Elazığ'daki 6.8 büyüklüğündeki depremde evleri yıkılan 85 yaşındaki Fatma Aykurt çıktığı balkonla birlikte aşağı düşünce hayatta kaldı.
Sivrice merkezli 6.8 büyüklüğündeki depreme, Tadım Köyü'ndeki evinde eşiyle oturuken yakalanan 85 yaşındaki Fatma Aykurt, oğluna seslenmek için balkona çıktı. Ancak çöken balkonla birlikte yaklaşık 3 metreden düştü. Şans eseri hayatta kalan Fatma Aykurt, geçtiğimiz hafta kolu ve bacağından ameliyat edilerek, taburcu edildi.
Oğlu Ünsal Aykurt ile eşi Ayten Aykurt ve çocukları Yiğit ile Kaan da deprem akşamı anneanneye ziyarete gitmeleri sayesinde hayatta kaldı. Ünsal Aykurt, depremden nasıl kurtulduklarını şöyle anlattı:
"Okullar tatil olduğu için çocuklar, Elazığ’daki anneannelerine gitmek istedi. Eşim ile 'geç oldu gitmeyelim' dedik. Ancak çocuklar ısrar edince, kırmayıp akşam üzeri Elazığ’daki annelerine götürdüm. Onları bırakıp, köye döndüm. Birkaç saat sonra deprem meydana geldi. Dışarıdaydım. Evimiz yerle bir oldu. İyi ki ailemi götürmüşüm, anneannelerinin evinde hasar yok. Şans eseri hepimiz hayatta kaldık. Okulların tatil olması aslında bizim hayatımızı kurtardı çünkü çocuklar, 'anneanneme gidelim' diye çok ısrar etti.”
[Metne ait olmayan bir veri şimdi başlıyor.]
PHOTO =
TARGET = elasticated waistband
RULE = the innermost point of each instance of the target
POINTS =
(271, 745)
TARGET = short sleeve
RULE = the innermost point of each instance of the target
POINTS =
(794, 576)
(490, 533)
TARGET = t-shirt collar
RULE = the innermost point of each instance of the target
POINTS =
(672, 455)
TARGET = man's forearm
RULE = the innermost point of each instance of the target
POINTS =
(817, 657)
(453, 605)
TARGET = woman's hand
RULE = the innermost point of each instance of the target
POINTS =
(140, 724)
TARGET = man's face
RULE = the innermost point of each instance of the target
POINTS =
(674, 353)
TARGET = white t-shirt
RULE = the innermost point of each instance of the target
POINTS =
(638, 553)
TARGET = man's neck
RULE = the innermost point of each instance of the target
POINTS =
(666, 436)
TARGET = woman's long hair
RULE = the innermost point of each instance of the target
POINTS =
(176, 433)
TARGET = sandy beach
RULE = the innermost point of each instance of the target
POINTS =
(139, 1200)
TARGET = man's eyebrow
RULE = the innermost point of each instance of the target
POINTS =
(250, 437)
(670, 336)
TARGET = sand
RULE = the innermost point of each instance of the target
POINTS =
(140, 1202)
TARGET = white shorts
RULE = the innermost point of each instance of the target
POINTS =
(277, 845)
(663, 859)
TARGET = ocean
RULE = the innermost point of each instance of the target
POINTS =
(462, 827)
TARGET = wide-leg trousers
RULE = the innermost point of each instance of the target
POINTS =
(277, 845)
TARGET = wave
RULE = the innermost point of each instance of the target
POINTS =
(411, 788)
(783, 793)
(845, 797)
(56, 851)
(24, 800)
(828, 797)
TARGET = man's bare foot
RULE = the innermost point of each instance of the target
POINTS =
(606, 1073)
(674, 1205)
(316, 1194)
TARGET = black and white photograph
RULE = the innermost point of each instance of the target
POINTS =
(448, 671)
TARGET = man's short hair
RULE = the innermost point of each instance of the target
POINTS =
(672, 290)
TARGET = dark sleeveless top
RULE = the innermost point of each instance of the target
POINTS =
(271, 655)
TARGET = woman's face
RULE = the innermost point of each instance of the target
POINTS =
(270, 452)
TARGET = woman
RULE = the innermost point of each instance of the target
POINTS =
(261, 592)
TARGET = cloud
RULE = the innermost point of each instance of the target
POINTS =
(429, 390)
BALKONLA BERABER AŞAĞI DÜŞTÜ
Balkonla birlikte 3 metreden düşen 85 yaşındaki Fatma Aykurt, çocukları ve köylülerin yardımıyla hemen hastaneye kaldırıldığını ifade ederek, şunları söyledi:
“O sırada balkonda oturuyordum. Evin lambaları söndü ama sokak direklerinde ışık vardı. Ben de Ünsal'a 'Yer sallanıyor oğlum, korkarsınız gelin bizde kalın' demek için balkona çıkmıştım. Ayağımı balkona atmaya kalmadı kendimi aşağıda buldum. Küçük oğlum ‘Anne bir verdiğin karşı gelmiş (verilmiş sadakamız varmış), düştüğün yer çivi doluydu’ dedi. Küçük oğlumun evi yıkıldı. Komple yıkılsın, ne yapacağım evi? Millet şimdi onun var, niye benim olmuyor diyor hep. Bir lokma ekmeğin olursa, onunla mutlu olursun, en iyisi dünyada odur.”
'ŞANS ESERİ CAN KAYBI VERMEDİK'
Fatma Nine'nin torunu Semih Aykurt da deprem günü babaannesi ile dedesinin evde yalnız olduğunu belirterek, şunları söyledi:
“Dedemle babaannem köyde beraber yaşıyorlar. Bitişik binada da amcalarım oturuyor. Sarsıntı olduğunda amcam ve amcamın oğulları, evlerini boşaltıp kendilerini bahçeye atmışlar. Yoğun toz bulutunu görünce evlerin yıkıldığını anlamışlar. Küçük amcamın (Ünsal) evinin yerle bir olduğunu görmüşler. Oraya doğru gittiklerinde babaannemin evinin merdivenlerdeki göçüğü fark etmişler. Büyük amcam ağaçlardan tırmanıp balkondan içeriye girmiş dedem salonda pencerenin yanında sinmiş, şok halinde titriyormuş. Önce dedemi kucakladığı gibi, camdan köylülerin yardımıyla çıkarmış. Salonda babaannemi ayakta gördüğü için ona daha sonra yönelmiş. Ama bakmış bu sefer babaannem yok. Evin içini kontrol ederken sesini duymuş. O dedemle uğraşırken babaannem de kendi başına kapıya çıkmaya ,çalışırken çıkıştaki balkonla birlikte aşağı uçmuş. Amcamın evinin enkazı babaanneme ulaşmalarını engellemiş ama köylülerle birlikte babaannemi hemen oradan çıkarıp hastaneye getirmişler. Sol bacağında beş noktada kırık vardı. Topuğunda ve sol elinde de kırığı vardı. Çok mutluyuz, çok şükür can kaybıyla sınanmadık. Şans eseri babaannem de, amcamlar da kurtuldu.”